Good Customer Interview And The Rules Around It
Customer development is usually associated with validating your business idea and assumptions. The way to do this is by talking to your customers. This is the value and purpose of performing customer interviews.
The main issue about customer interviews is to make sure you are getting good information from them. What this means is to know how to ask questions and what are the right questions to ask.
The Rules
1. No Pitching
The difference between a sales pitch and customer interview may not be obvious at first. In the end, you talk to your customers with the purpose of understanding them better, to be able to sell them more of what you are offering.
The simplest way to determine and differentiate customer interview and pitching your product is that at the end of a customer interview you are not asking them for money.
For example, asking them “I am building this great product, which solves this and that problem. Would you want that?” – sounds like you are pitching them and trying to sell them your product. By thinking you are selling them something, customers will most likely not open to you and will be giving you answers you either want to hear or answers that will not put them in the position later to actually buy (or need to reject) your offer.
This means you haven’t really validated any of your assumptions. They may have answered ‘yes’ just because they wanted to be nice.
2. No “cookies” questions
There is no real person in the world who would say “no” to the question “Do you want cookies?”. There may be people concerned about eating a cookie, but the answer is still “yes”.

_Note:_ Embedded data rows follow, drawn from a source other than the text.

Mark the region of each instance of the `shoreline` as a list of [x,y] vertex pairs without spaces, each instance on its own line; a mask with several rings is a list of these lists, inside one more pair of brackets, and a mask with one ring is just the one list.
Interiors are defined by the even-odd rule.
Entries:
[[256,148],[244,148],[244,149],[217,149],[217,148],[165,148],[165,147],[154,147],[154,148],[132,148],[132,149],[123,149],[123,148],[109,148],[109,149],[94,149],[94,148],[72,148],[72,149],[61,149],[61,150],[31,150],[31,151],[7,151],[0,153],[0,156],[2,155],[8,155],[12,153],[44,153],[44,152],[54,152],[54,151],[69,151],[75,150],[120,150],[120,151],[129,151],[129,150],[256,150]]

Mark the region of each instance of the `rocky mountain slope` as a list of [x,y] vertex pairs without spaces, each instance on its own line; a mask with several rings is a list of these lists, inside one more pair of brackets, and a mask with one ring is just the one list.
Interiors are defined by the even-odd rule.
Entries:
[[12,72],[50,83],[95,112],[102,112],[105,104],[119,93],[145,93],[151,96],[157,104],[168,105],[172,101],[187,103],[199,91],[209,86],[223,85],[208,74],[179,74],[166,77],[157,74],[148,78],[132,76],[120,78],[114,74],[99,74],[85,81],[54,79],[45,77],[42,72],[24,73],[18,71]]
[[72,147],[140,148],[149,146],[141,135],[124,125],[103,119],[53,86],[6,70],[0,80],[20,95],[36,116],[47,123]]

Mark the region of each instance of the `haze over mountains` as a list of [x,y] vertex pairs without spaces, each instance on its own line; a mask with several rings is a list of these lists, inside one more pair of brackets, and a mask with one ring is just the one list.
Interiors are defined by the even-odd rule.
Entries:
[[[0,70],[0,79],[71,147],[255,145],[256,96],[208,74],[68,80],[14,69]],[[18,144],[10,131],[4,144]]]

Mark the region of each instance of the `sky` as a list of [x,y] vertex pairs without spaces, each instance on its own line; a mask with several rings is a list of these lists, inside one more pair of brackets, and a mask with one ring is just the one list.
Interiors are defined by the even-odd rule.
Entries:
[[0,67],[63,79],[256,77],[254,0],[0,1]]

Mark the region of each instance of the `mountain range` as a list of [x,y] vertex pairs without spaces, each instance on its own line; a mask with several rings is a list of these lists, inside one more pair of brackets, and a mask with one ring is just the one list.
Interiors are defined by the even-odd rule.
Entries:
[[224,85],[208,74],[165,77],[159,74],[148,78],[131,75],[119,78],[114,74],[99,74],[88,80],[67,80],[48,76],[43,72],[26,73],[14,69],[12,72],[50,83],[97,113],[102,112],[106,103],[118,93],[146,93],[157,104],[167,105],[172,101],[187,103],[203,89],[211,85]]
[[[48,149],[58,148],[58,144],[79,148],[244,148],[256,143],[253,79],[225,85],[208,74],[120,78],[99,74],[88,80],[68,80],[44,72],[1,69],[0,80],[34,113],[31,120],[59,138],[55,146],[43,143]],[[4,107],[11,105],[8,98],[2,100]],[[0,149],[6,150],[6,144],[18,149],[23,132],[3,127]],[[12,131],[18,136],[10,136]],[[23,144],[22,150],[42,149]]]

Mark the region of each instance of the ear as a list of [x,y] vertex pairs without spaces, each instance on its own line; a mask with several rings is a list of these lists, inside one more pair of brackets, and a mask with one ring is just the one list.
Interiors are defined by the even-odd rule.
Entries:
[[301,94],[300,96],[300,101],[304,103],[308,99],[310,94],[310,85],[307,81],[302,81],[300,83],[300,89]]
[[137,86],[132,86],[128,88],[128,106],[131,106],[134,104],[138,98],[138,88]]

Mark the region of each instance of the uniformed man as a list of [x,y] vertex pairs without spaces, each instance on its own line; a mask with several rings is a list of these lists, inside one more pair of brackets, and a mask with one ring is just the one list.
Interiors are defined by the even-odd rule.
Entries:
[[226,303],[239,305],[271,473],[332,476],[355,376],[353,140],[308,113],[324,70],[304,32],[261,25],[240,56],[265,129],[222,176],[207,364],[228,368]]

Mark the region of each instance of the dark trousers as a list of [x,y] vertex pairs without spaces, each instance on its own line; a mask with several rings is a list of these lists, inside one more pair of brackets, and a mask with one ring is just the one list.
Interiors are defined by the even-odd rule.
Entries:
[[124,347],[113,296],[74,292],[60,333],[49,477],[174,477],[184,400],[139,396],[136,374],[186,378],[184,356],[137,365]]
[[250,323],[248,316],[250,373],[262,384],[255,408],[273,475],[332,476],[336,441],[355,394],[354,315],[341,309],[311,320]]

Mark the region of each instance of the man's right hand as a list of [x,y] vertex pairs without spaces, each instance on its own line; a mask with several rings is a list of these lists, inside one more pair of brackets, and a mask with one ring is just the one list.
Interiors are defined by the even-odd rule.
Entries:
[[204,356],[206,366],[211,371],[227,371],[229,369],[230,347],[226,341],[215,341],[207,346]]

A question like this doesn’t really give you any information, because you know that the majority of people will say “yes”. It may only make you feel like you have validated your assumptions, but in fact, the outcome of the question was already pre-determined by the nature of your ask.
3. One interview is not a survey
Talking to a single customer is not a survey. The “yes” and “no” to any of your questions is nothing more but an opinion of a single person at this point. You are not looking for opinions, You are looking to be able to drive conclusions about your business and your assumptions. To make this a real survey, you need to talk to many customers and be diverse in your selections.
To be diverse simply means you need to understand at least a bit who your customers are and make sure you pick representative sets from each of your customers’ groups (segments).
4. Pull information, don’t push information
What does this mean? Well, you need to make sure you are not asking a question that implies an answer that is favorable to your assumptions.
For example, if you are making a dandruff hair shampoo, you should not ask “Don’t you wish you had a shampoo that removes your dandruff?” This is a good example of a “cookie” question as well. But the point is you already have given them answer you want to hear. Instead, you should be asking questions to reveal their habits and rituals when washing their hair. Like “How often do you wash your hair?”, “When do you wash your hair – in the morning or evening?”, etc. This will help you eventually discover other problems and offer potential solutions, around the issue your product is solving. You may even discover that what you see as a problem is in fact of no concern at all to your customers. Time to pivot.
5. Don’t build your business around “New Year’s Resolution”
Past customer behavior is the best predictor for future behaviors. In other words, don’t expect customers to behave in a certain way, because they said they would.
If they say for example they regularly go to the gym, start asking more specific questions, like how many times a week they are in the gym, what routines they follow and so on. This will help you discover if they really are going to the gym as they say or they only think they do.
So, by looking at what your customers have done is a very good indication of what they will do. Exceptions are going to happen, but since you are doing a survey, those exceptions will be properly reflected as outliers.
This will also make sure when discovering data about your customers that they are not describing their “ideal self” vs “actual self”. You need to understand they are not projecting something in the future or what they might or could be/do, but rather describe what they are actually currently doing because that is the problem you are solving.
6. Look for stories, not statements.
This is connected to the previous rule. By asking customers to tell a story, not a statement, you will be able to hear more of what they need and what their rationales are behind the decisions they make when looking for a solution.
Instead of a statement “I regularly go to the gym” ask questions in such a way so they tell you a story about when, how, and how often they go. Do they go alone or with a friend. What do they do after the gym – go home, go to meet friends, go to dinner (or breakfast?). Do they take supplements and what kind, and so on. This will help you understand your customers’ behavior and you might even discover how your marketing campaign should look like.
Conclusion
Customer interviews are a very important activity that every founder needs to do. This is the only way to understand your customers and to make sure your product or service is solving a real problem. If you don’t talk to your customers you risk wasting time and resources on something that is a problem only for you and no one is ready to pay for what you have to offer.
Customer interviews have statistical nature and you need to make sure you define your questions in a way to help you discover information, not confirm your assumptions. This requires to be very careful in your surveys and watch out for the pitfalls described in this article.
It also is very important for the founder to do this himself/herself. You are going to build a product and lead a team, that is why you need to understand what the real need is to communicate it to your team. You might employ a company to do this for you, but you will be missing critical communication with your customers,
The last thing to remember is that customer interviews are needed to be performed often. Market changes, business environment changes, people change. You need to do this often to be sure you are in synch with your customers’ needs.